Na avaliação da psicóloga clínica e comportamental Osmarina Vyel, esse cenário forma jovens enfraquecidos, sem opinião própria, sem noção de esforço para planejar e executar tarefas simples.
“A pergunta é: como será construída uma sociedade com seres tão enfraquecidos? Será que eles vão sair da dependência dos pais e vão para dependência artificial?”, questiona Osmarina.
“Noto que os pais estão despreparados para lidar com estes jovens, que são inteligentes e ágeis na tecnologia, mas não estão sendo preparados para a vida prática do dia a dia. Estamos criando crianças para um mundo que não é real”, alerta a psicóloga.
Excessos na internet podem aumentar a insegurança
No Brasil, 89% das crianças e dos adolescentes são usuários de internet e passam mais de cinco horas por dia, em média, conectados por celular, tablet ou computador.
Além dos prejuízos que o excesso na internet pode trazer à saúde, o comportamento contribui para a insegurança e a dependência, segundo os especialistas.
“As redes sociais mostram uma realidade que não condiz com o mundo real. Traz transtornos de personalidade, de imagem corporal, onde o adolescente vive um mundo em que todos parecem ser melhores do que ele, mais magros, ricos e saudáveis. E não é assim”, observa a pediatra Karoliny Veronese.
O acesso cada vez mais livre às redes sociais contribui para a insegurança do adolescente em todos esses aspectos e incentiva ainda mais o comportamento prejudicial, explica a psicóloga Rubia Passamai Navarro.
“Os pais, diante da insegurança, dos perigos e das dificuldades do mundo contemporâneo, tendem a ser mais superprotetores”, observa Rubia.
“Somado a isso, estamos vendo crescer a geração das redes sociais, que têm mais experiências virtuais do que reais e se priva dos prazeres e dos desprazeres que o viver de verdade proporciona”, completa.
Com isso, segundo a especialista em Educação Janaína Spolidorio, as crianças ficam dependentes das telas e da família.
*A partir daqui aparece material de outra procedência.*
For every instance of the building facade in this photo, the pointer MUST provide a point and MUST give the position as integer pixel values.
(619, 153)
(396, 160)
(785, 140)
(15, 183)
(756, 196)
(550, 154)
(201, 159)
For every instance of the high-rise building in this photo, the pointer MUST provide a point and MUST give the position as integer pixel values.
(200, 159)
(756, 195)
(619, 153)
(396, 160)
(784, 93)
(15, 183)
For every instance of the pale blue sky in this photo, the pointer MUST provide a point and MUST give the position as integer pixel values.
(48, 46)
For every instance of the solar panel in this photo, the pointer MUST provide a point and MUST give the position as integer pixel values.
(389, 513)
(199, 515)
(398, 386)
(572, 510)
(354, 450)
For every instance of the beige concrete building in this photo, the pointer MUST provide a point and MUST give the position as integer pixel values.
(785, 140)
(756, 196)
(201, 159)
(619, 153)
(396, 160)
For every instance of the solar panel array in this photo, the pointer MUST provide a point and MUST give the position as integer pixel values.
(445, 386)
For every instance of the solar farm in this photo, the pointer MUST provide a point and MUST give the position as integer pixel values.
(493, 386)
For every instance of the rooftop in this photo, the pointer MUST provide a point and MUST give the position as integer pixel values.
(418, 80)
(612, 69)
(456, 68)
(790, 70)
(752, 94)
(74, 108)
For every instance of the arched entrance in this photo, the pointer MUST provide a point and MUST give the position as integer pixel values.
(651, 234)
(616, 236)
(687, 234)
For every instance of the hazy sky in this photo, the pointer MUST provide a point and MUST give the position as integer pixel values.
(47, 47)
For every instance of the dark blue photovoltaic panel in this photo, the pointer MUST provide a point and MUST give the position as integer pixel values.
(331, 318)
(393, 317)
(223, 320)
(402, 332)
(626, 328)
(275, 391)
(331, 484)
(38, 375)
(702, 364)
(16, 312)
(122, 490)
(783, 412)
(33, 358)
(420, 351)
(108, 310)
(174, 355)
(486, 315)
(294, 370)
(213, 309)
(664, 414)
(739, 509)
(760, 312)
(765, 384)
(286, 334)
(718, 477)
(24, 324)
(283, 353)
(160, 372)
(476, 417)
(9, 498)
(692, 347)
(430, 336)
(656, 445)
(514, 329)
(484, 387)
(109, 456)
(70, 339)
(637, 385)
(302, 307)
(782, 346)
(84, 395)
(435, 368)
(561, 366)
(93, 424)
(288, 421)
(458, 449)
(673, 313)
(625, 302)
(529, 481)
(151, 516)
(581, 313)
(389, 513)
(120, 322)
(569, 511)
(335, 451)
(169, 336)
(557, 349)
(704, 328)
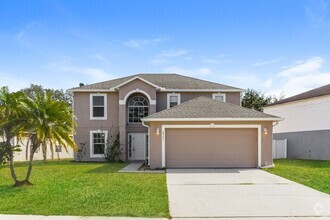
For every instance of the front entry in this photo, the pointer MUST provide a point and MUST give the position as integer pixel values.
(137, 146)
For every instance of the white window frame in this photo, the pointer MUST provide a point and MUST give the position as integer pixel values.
(173, 94)
(219, 94)
(91, 144)
(91, 107)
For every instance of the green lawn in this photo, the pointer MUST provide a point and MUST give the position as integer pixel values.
(84, 189)
(312, 173)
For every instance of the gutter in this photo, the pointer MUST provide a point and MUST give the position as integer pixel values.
(147, 126)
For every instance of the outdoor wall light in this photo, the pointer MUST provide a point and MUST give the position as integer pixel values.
(265, 131)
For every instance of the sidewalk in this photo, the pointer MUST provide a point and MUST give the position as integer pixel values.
(42, 217)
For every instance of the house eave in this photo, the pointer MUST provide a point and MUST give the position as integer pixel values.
(200, 90)
(210, 119)
(134, 78)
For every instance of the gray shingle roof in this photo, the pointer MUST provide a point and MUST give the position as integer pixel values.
(205, 107)
(321, 91)
(167, 81)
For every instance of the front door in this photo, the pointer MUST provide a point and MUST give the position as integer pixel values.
(137, 146)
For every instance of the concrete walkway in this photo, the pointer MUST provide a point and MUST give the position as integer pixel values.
(132, 167)
(241, 194)
(41, 217)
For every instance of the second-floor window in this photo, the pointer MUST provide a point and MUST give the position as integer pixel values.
(138, 107)
(219, 97)
(98, 108)
(173, 100)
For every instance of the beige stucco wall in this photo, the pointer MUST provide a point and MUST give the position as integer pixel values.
(156, 140)
(231, 97)
(85, 125)
(117, 113)
(138, 87)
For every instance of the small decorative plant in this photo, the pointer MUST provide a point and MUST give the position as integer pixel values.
(112, 151)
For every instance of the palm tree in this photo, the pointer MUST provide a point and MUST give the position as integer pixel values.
(11, 105)
(44, 120)
(48, 122)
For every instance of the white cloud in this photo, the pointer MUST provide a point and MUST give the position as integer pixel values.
(142, 43)
(95, 74)
(97, 56)
(165, 56)
(220, 58)
(317, 13)
(215, 61)
(302, 67)
(21, 35)
(13, 83)
(189, 72)
(266, 62)
(299, 77)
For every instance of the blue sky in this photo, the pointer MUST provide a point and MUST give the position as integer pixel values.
(274, 46)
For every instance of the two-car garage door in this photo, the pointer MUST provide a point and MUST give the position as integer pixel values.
(211, 147)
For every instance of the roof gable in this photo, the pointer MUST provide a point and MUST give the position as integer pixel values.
(163, 82)
(134, 78)
(203, 108)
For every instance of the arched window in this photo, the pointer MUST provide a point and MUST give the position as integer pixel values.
(138, 107)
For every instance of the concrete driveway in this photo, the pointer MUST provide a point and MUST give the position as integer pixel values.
(241, 193)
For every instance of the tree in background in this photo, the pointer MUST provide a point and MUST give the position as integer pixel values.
(58, 95)
(43, 120)
(47, 121)
(11, 107)
(256, 100)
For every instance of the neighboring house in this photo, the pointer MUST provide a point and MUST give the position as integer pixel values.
(58, 153)
(171, 120)
(307, 123)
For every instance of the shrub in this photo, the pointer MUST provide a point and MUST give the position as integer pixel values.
(112, 152)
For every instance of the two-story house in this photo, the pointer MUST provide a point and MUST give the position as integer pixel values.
(172, 120)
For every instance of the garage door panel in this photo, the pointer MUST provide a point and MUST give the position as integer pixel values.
(211, 147)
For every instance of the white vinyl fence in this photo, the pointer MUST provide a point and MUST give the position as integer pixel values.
(280, 149)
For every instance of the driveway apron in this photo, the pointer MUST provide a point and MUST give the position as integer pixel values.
(246, 193)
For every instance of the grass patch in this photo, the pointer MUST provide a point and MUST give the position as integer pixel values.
(312, 173)
(84, 189)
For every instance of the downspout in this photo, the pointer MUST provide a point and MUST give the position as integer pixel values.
(272, 165)
(148, 141)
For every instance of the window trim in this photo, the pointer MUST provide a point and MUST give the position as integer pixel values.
(91, 117)
(91, 143)
(128, 106)
(173, 94)
(219, 94)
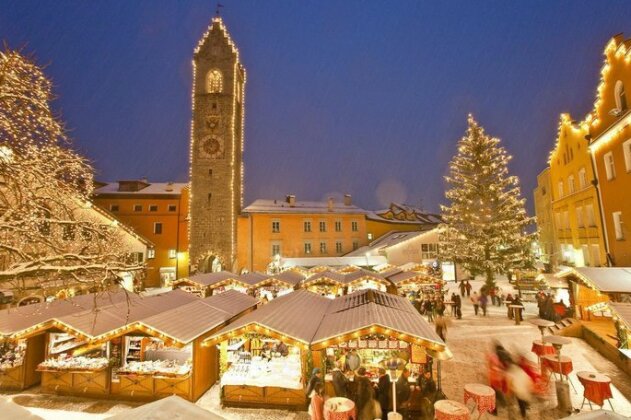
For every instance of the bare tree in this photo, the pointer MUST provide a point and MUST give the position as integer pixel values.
(49, 234)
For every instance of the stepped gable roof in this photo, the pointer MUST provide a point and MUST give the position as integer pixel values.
(403, 213)
(142, 187)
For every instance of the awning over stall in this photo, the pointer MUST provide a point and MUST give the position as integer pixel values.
(603, 279)
(305, 318)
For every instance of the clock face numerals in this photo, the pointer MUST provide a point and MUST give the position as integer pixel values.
(212, 147)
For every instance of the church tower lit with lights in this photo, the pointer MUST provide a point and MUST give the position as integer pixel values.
(216, 151)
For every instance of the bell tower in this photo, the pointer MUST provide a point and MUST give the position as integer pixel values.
(216, 151)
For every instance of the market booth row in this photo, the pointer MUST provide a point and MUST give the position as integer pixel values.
(270, 352)
(256, 284)
(590, 288)
(131, 347)
(332, 284)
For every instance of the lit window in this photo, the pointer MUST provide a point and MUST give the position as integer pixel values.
(626, 149)
(582, 178)
(214, 81)
(617, 223)
(610, 168)
(589, 215)
(621, 98)
(579, 217)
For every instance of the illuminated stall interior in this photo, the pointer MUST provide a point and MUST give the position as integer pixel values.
(591, 288)
(259, 371)
(370, 326)
(136, 348)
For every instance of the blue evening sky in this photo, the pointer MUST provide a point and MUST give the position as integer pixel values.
(365, 97)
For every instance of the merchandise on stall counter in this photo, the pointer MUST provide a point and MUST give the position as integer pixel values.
(156, 367)
(283, 372)
(75, 363)
(12, 354)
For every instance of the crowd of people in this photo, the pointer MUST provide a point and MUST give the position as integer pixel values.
(375, 400)
(515, 377)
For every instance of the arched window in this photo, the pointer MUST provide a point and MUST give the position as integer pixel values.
(621, 99)
(214, 81)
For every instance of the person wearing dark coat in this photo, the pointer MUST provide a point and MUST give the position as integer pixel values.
(316, 376)
(365, 396)
(403, 392)
(384, 389)
(340, 383)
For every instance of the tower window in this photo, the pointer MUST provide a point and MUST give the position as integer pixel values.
(214, 81)
(621, 98)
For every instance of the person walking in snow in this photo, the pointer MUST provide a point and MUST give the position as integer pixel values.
(475, 299)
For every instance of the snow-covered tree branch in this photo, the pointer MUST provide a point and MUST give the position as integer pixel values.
(49, 234)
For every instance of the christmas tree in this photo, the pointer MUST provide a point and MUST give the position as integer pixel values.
(485, 222)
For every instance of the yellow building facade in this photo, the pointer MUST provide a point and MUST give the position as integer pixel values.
(548, 247)
(610, 132)
(290, 228)
(158, 212)
(575, 207)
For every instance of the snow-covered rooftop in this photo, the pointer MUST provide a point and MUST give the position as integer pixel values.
(388, 240)
(145, 188)
(299, 206)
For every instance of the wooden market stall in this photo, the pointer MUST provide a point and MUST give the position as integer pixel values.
(271, 370)
(272, 286)
(414, 281)
(24, 337)
(207, 284)
(590, 289)
(325, 283)
(133, 347)
(369, 326)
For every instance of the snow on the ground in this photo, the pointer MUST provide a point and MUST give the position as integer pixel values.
(469, 339)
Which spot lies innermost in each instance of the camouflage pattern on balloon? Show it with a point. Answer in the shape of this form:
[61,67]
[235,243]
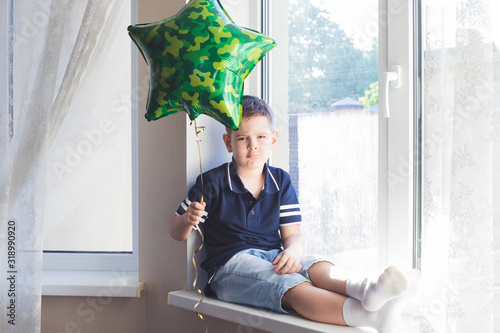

“As redes acabam orientando um mundo falso para a criança e sua vivência entra em choque com o que se vive por lá, fazendo com que o mundo digital comece a fazer mais sentido, pois é o mais vivenciado pela criança e não demanda autonomia de vida”.
Aposta em acordos

Para o casal Laura Pacheco, 48, e João Manuel Pinha Pacheco, 49, investir em uma rotina de tarefas sem sobrecarregar os filhos João Rian Maia Pacheco, de 11 anos, e Paula Fernanda Maia Pacheco, de 9, é fundamental para que eles sejam independentes e responsáveis.
“Aqui em casa, apostamos em acordos, em uma linguagem clara e adequada para eles. Temos regras para eletrônicos, gostamos de estar em contato com a natureza e exercitamos a responsabilidade”, destaca Laura.
“Mas não é fácil, são muitos desafios. Investimos para conhecerem suas emoções, conversarem, brincarem, e para que sejam mais autoconfiantes”.
Tarefa para cada uma em casa

A professora Susane Kelly Santana Moraes, 44, sempre tenta ensinar as filhas Ana Beatriz Santana Moraes, de 14 anos, e Ana Clara Santana Moraes, de 5, a serem independentes. Para isso, cada uma tem suas responsabilidades e tarefas em casa.
“Minha filha mais velha sempre estudou para as provas sozinha, e faz os trabalhos da escola. Ela arruma seu próprio quarto e deixa as coisas organizadas para quando eu chegar em casa”, cita a mãe.
A mais nova também tem suas tarefas. “A Ana Clara toma banho sozinha, se alimenta, arruma seu próprio lanche para a escola, separa e guarda seus brinquedos. Desde muito novinhas, eu ensinei a ter o compromisso de ajudar. Acredito que, assim, serão muito bem-sucedidas e seguras no que fazem”, salienta Susane.